After winning at Texas in the fall of 2005, he led 50 laps there a year ago before crashing and finishing 36th. He finished 15th in the fall race last season.

Edwards also has finished seventh or better in three of the four Busch Series races he’s run in at Texas (he was 43rd after blowing an engine in the other). He’ll also go into the weekend looking for a third straight win in the Busch Series after taking a commanding 321-point lead in that series with wins at Bristol and Nashville.

His success in the Busch Series has certainly been welcomed, but it doesn’t take much to keep Edwards enthused about driving a race car.

“I just really enjoy racing,” he said. “We had a little circle down the street that we rode our bicycles around in the dirt, and I would run 100-lap features by myself just imagining that I was racing, as a kid.

“A lot of these guys – guys like Ken Schrader, Tony Stewart and Jeff Gordon and all these guys – I think they really enjoy driving.
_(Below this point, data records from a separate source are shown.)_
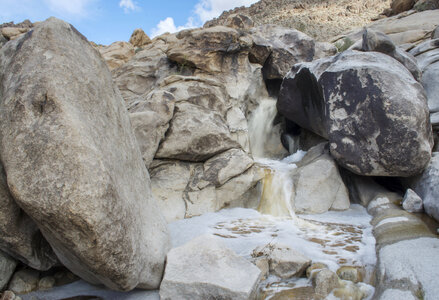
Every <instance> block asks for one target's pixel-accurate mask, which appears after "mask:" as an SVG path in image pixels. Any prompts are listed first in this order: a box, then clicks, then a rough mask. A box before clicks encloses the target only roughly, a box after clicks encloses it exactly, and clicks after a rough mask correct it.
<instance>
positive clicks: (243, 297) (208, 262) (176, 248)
mask: <svg viewBox="0 0 439 300" xmlns="http://www.w3.org/2000/svg"><path fill="white" fill-rule="evenodd" d="M260 277H261V272H260V271H259V269H258V268H257V267H256V266H254V265H253V264H252V263H250V262H248V261H247V260H246V259H244V258H242V257H240V256H237V255H236V254H235V253H234V252H233V251H232V250H230V249H228V248H226V247H225V246H224V245H223V244H222V243H221V242H220V241H219V240H218V239H215V238H213V237H210V236H201V237H198V238H196V239H194V240H192V241H190V242H189V243H187V244H185V245H183V246H181V247H178V248H174V249H172V250H171V251H170V252H169V253H168V256H167V264H166V270H165V276H164V278H163V281H162V284H161V286H160V299H163V300H168V299H194V300H196V299H200V300H201V299H253V298H254V297H255V296H256V294H255V293H256V288H257V284H258V282H259V280H260Z"/></svg>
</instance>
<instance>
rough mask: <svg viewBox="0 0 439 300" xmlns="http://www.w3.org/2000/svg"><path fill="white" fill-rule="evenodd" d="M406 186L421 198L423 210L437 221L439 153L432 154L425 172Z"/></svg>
mask: <svg viewBox="0 0 439 300" xmlns="http://www.w3.org/2000/svg"><path fill="white" fill-rule="evenodd" d="M407 182H408V186H409V187H410V188H411V189H412V190H414V191H415V192H416V194H418V196H419V197H421V198H422V200H423V204H424V210H425V212H426V213H427V214H429V215H430V216H432V217H433V218H434V219H436V220H437V221H439V152H434V153H433V156H432V158H431V161H430V163H429V165H428V166H427V168H426V169H425V171H424V172H423V173H422V174H421V175H418V176H416V177H414V178H412V179H409V180H408V181H407Z"/></svg>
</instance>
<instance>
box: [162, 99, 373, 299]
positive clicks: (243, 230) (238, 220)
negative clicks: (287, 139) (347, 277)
mask: <svg viewBox="0 0 439 300" xmlns="http://www.w3.org/2000/svg"><path fill="white" fill-rule="evenodd" d="M276 113H277V110H276V101H275V100H274V99H264V100H262V101H261V103H260V105H259V107H258V108H257V109H256V110H255V111H254V113H253V115H252V116H251V118H250V120H249V135H250V144H251V151H252V154H253V156H254V158H255V161H256V163H257V164H258V165H259V166H260V167H261V168H263V169H264V171H265V178H264V180H263V184H262V194H261V199H260V201H259V206H258V207H257V208H256V209H244V208H234V209H225V210H222V211H220V212H216V213H209V214H205V215H203V216H200V217H195V218H192V219H186V220H181V221H177V222H174V223H172V224H170V228H171V235H172V241H173V246H180V245H183V244H185V243H186V242H188V241H190V240H191V239H192V238H195V237H196V236H199V235H202V234H212V235H214V236H217V237H219V238H221V239H222V240H223V241H224V242H225V244H226V245H227V246H228V247H230V248H231V249H233V250H234V251H235V252H236V253H237V254H239V255H241V256H243V257H246V258H249V259H250V258H251V254H252V252H253V250H254V249H255V248H256V247H258V246H261V245H267V244H273V243H279V244H283V245H286V246H289V247H291V248H293V249H295V250H297V251H299V252H301V253H302V254H304V255H305V256H307V257H309V258H310V259H312V261H313V262H314V263H315V262H320V263H324V264H326V265H327V266H328V267H329V269H331V270H332V271H334V272H335V271H336V270H337V269H338V268H339V267H341V266H354V267H361V268H364V271H365V278H364V282H365V283H369V284H370V283H371V277H372V273H373V269H374V266H375V264H376V254H375V238H374V237H373V234H372V227H371V225H370V221H371V216H370V215H369V214H367V212H366V209H365V208H364V207H362V206H360V205H352V206H351V208H350V209H349V210H347V211H342V212H335V211H334V212H333V211H330V212H327V213H324V214H320V215H300V216H297V215H296V214H295V212H294V210H293V208H292V204H291V200H290V199H291V195H292V191H293V184H294V182H293V179H292V176H291V171H292V170H294V169H295V168H297V166H296V165H295V164H294V163H295V162H298V161H300V160H301V159H302V158H303V156H304V155H305V154H306V152H304V151H300V150H299V151H297V152H296V153H294V154H291V155H288V154H286V152H285V150H283V149H281V148H282V145H281V143H280V127H279V126H278V125H273V121H274V120H275V117H276ZM291 142H294V140H293V139H292V140H291ZM294 148H297V147H295V146H294V145H290V149H294ZM282 157H283V158H282ZM310 285H311V283H310V281H309V280H307V279H298V278H294V279H291V280H280V279H279V278H276V277H275V276H270V277H268V278H267V279H266V280H265V281H264V282H263V283H262V284H261V286H260V287H261V293H262V294H264V295H265V296H264V297H263V298H265V299H270V298H272V297H273V296H274V295H275V294H276V293H278V292H280V291H283V290H291V289H301V288H304V287H309V286H310ZM363 288H364V289H365V290H366V292H365V293H366V294H369V297H368V298H370V297H371V296H372V293H373V288H372V287H371V286H369V285H366V284H365V285H363ZM331 297H333V296H331ZM328 299H329V298H328ZM332 299H334V298H332Z"/></svg>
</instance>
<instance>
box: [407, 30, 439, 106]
mask: <svg viewBox="0 0 439 300" xmlns="http://www.w3.org/2000/svg"><path fill="white" fill-rule="evenodd" d="M410 53H411V54H412V55H413V56H414V57H415V58H416V60H417V62H418V65H419V68H420V69H421V71H422V81H421V82H422V85H423V86H424V88H425V92H426V93H427V99H428V107H429V109H430V112H432V113H434V112H439V79H438V78H439V38H437V39H434V40H428V41H426V42H423V43H422V44H420V45H418V46H417V47H415V48H413V49H412V50H410Z"/></svg>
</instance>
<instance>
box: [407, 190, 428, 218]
mask: <svg viewBox="0 0 439 300" xmlns="http://www.w3.org/2000/svg"><path fill="white" fill-rule="evenodd" d="M402 207H403V208H404V209H405V210H406V211H408V212H412V213H415V212H422V211H424V206H423V204H422V199H421V198H420V197H419V196H418V195H417V194H416V193H415V192H414V191H413V190H411V189H408V190H407V191H406V193H405V195H404V199H403V201H402Z"/></svg>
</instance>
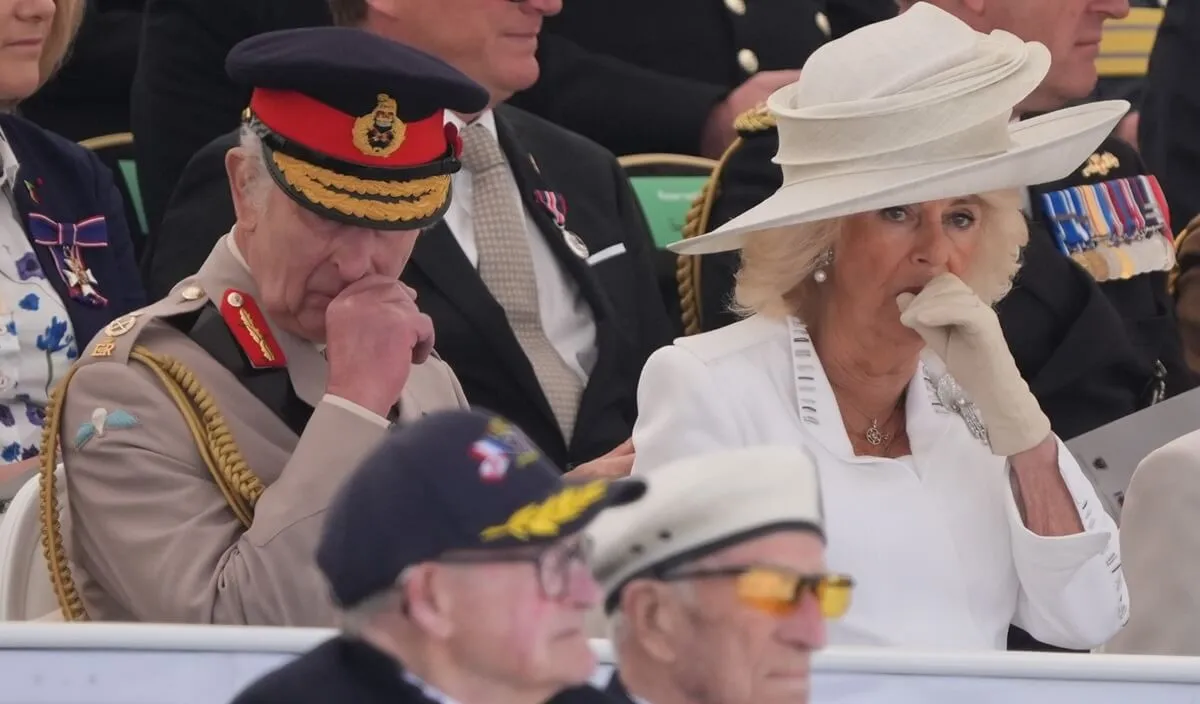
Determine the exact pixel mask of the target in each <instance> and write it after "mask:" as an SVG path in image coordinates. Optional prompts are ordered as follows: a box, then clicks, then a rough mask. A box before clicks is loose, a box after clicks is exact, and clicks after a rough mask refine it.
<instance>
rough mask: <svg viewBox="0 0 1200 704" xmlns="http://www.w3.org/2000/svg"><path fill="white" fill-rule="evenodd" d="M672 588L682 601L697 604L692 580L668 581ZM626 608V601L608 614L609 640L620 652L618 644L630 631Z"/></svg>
mask: <svg viewBox="0 0 1200 704" xmlns="http://www.w3.org/2000/svg"><path fill="white" fill-rule="evenodd" d="M667 584H670V586H671V588H672V590H674V592H676V596H678V597H679V600H680V601H683V602H686V603H688V604H689V606H695V603H696V585H695V584H692V583H691V582H668V583H667ZM623 608H624V602H622V603H618V604H617V609H616V610H613V612H612V614H611V615H610V616H608V642H610V643H612V644H613V651H614V652H619V651H618V649H617V644H618V643H620V640H622V639H623V638H625V637H626V636H628V633H629V624H626V621H625V614H624V612H623V610H622V609H623Z"/></svg>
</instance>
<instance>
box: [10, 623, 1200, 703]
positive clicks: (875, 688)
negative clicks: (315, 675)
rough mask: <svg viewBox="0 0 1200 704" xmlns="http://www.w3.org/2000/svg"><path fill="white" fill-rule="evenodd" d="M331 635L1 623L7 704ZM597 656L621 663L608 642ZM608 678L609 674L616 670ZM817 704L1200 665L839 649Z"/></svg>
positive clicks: (1055, 658)
mask: <svg viewBox="0 0 1200 704" xmlns="http://www.w3.org/2000/svg"><path fill="white" fill-rule="evenodd" d="M331 634H332V632H331V631H325V630H308V628H254V627H222V626H172V625H121V624H23V622H5V624H0V704H78V703H80V702H88V703H89V704H226V703H227V702H229V699H230V698H232V697H233V696H234V694H235V693H236V692H238V691H240V690H241V688H242V687H244V686H246V685H247V684H248V682H251V681H253V680H254V679H257V678H258V676H260V675H262V674H264V673H266V672H269V670H271V669H274V668H276V667H278V666H281V664H283V663H284V662H287V661H288V660H290V658H292V657H295V656H296V655H298V654H300V652H304V651H306V650H308V649H310V648H312V646H313V645H316V644H317V643H319V642H322V640H324V639H326V638H329V637H330V636H331ZM593 646H594V648H595V650H596V655H598V657H599V658H600V661H601V662H602V663H606V664H611V662H612V651H611V648H610V645H608V643H607V642H605V640H595V642H593ZM605 669H607V668H605ZM812 702H814V703H815V704H850V703H856V704H857V703H864V704H865V703H871V704H940V703H943V702H944V703H947V704H962V703H967V702H968V703H970V704H991V703H996V704H1001V703H1003V704H1014V703H1018V702H1019V703H1020V704H1075V703H1079V704H1132V703H1133V704H1140V703H1144V702H1145V703H1147V704H1148V703H1153V704H1198V703H1200V658H1184V657H1141V656H1117V655H1060V654H1025V652H995V654H991V652H980V654H937V652H916V651H908V650H890V649H840V648H839V649H830V650H828V651H826V652H823V654H821V655H820V657H818V658H817V661H816V670H815V673H814V698H812Z"/></svg>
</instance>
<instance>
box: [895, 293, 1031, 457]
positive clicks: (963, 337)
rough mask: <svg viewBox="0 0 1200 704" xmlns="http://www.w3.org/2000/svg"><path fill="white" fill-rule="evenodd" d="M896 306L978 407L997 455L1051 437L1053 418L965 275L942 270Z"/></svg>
mask: <svg viewBox="0 0 1200 704" xmlns="http://www.w3.org/2000/svg"><path fill="white" fill-rule="evenodd" d="M896 305H898V306H900V323H901V324H904V325H905V326H906V327H911V329H912V330H914V331H917V333H918V335H920V337H922V338H923V339H924V341H925V344H926V345H929V349H931V350H932V351H934V353H935V354H936V355H937V356H938V357H941V359H942V361H943V362H944V363H946V371H947V372H949V374H950V375H952V377H954V379H955V380H956V381H958V383H959V385H961V386H962V390H964V391H966V393H967V396H968V397H970V398H971V401H972V402H974V404H976V405H977V407H978V408H979V413H980V415H982V416H983V422H984V426H986V428H988V439H989V441H990V443H991V451H992V452H994V453H995V455H1000V456H1002V457H1010V456H1013V455H1016V453H1018V452H1024V451H1025V450H1030V449H1032V447H1034V446H1037V445H1038V444H1040V443H1042V441H1043V440H1045V439H1046V437H1049V435H1050V419H1048V417H1046V415H1045V414H1044V413H1042V408H1040V407H1039V405H1038V401H1037V399H1036V398H1033V393H1031V392H1030V386H1028V384H1026V383H1025V379H1022V378H1021V373H1020V372H1019V371H1018V369H1016V362H1014V361H1013V355H1012V354H1010V353H1009V351H1008V343H1007V342H1006V341H1004V333H1003V332H1001V330H1000V320H998V319H997V318H996V313H995V312H994V311H992V309H991V308H990V307H988V305H985V303H984V302H983V301H980V300H979V296H977V295H976V294H974V291H972V290H971V288H970V287H967V284H965V283H962V279H960V278H959V277H956V276H954V275H953V273H943V275H941V276H938V277H936V278H934V281H931V282H929V283H928V284H926V285H925V288H924V289H923V290H922V291H920V294H918V295H916V296H914V295H912V294H907V293H906V294H900V295H899V296H898V297H896Z"/></svg>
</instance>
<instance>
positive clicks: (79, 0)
mask: <svg viewBox="0 0 1200 704" xmlns="http://www.w3.org/2000/svg"><path fill="white" fill-rule="evenodd" d="M86 5H88V0H54V19H53V20H52V22H50V31H49V34H48V35H47V36H46V43H44V44H43V46H42V58H41V59H40V60H38V67H40V70H41V71H40V74H41V84H40V85H46V84H47V82H49V80H50V78H53V77H54V73H55V72H56V71H58V70H59V68H60V67H61V66H62V62H64V61H66V59H67V55H68V54H70V49H71V43H72V42H74V38H76V35H77V34H78V32H79V25H80V24H83V16H84V11H85V10H86Z"/></svg>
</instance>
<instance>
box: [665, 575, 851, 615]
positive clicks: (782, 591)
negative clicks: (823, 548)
mask: <svg viewBox="0 0 1200 704" xmlns="http://www.w3.org/2000/svg"><path fill="white" fill-rule="evenodd" d="M718 577H734V578H736V579H737V594H738V598H740V600H742V602H743V603H745V604H748V606H751V607H754V608H757V609H758V610H762V612H766V613H769V614H772V615H778V616H782V615H787V614H791V613H793V612H794V610H796V609H798V608H799V607H800V601H802V600H803V597H804V595H805V594H811V595H812V596H814V597H816V600H817V604H818V606H820V607H821V615H822V616H824V618H827V619H838V618H841V616H842V615H845V614H846V612H847V610H850V600H851V595H852V592H853V590H854V579H853V578H852V577H850V576H848V574H835V573H829V574H800V573H797V572H793V571H791V570H786V568H784V567H774V566H767V565H745V566H733V567H714V568H709V570H692V571H683V572H672V573H668V574H666V576H662V577H660V579H665V580H667V582H673V580H683V579H709V578H718Z"/></svg>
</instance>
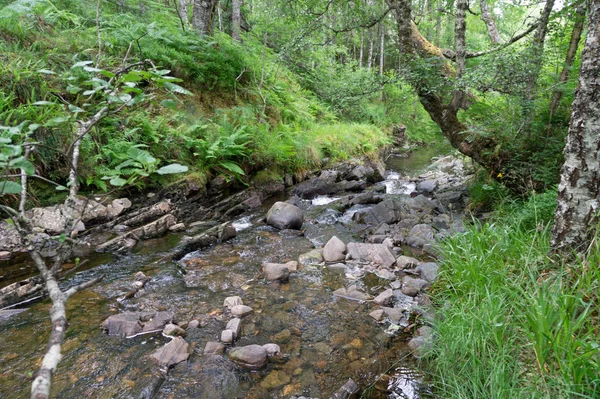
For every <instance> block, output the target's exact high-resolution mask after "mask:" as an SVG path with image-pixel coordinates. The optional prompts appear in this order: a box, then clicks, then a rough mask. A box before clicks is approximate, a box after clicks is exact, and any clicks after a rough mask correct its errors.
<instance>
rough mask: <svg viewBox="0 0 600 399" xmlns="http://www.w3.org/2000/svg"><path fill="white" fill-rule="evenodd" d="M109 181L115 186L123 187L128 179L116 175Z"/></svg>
mask: <svg viewBox="0 0 600 399" xmlns="http://www.w3.org/2000/svg"><path fill="white" fill-rule="evenodd" d="M109 183H110V184H112V185H113V186H117V187H123V186H124V185H125V184H127V180H125V179H123V178H121V177H118V176H115V177H113V178H112V179H110V181H109Z"/></svg>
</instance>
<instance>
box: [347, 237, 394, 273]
mask: <svg viewBox="0 0 600 399" xmlns="http://www.w3.org/2000/svg"><path fill="white" fill-rule="evenodd" d="M346 248H347V251H348V254H347V255H346V259H349V260H350V259H353V260H358V261H361V262H368V263H370V264H373V265H376V266H380V267H384V268H389V267H390V266H392V265H393V264H394V263H396V258H395V257H394V254H393V253H392V251H391V250H390V248H389V247H388V246H387V245H385V244H362V243H356V242H351V243H348V245H347V246H346Z"/></svg>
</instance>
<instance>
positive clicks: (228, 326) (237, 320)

I think we’re the happiest when we’re driving race cars.”

Edwards said after his Busch victory on Easter weekend at Nashville that sometimes he just takes a moment to think about how lucky he is.

“I’m leading this race at a beautiful race track and it’s a holiday weekend and I’m doing exactly what I love to do and people are paying me for it,” he said. “I feel very fortunate and I truly enjoy it.”

Last season there was a chance Kevin Harvick would pull off an unprecedented double by winning the Cup and Busch series titles in the same year. Harvick ran away with the Busch championship, by 824 points over runner-up Edwards, and made the Chase for the Nextel Cup, finishing fourth.

Edwards is a favorite to win the Busch title this year, and if he can remain in the top 12 in the Cup standings through 26 races he, too, could have a shot at that double. Right now, though, he’s not worried about that.

“I don’t have any general goals to beat records,” Edwards said. “The goal that I have every day is to be the best race car driver that day. If we run 30th, that’s what we do, but if we win the thing, that’s what we can do.”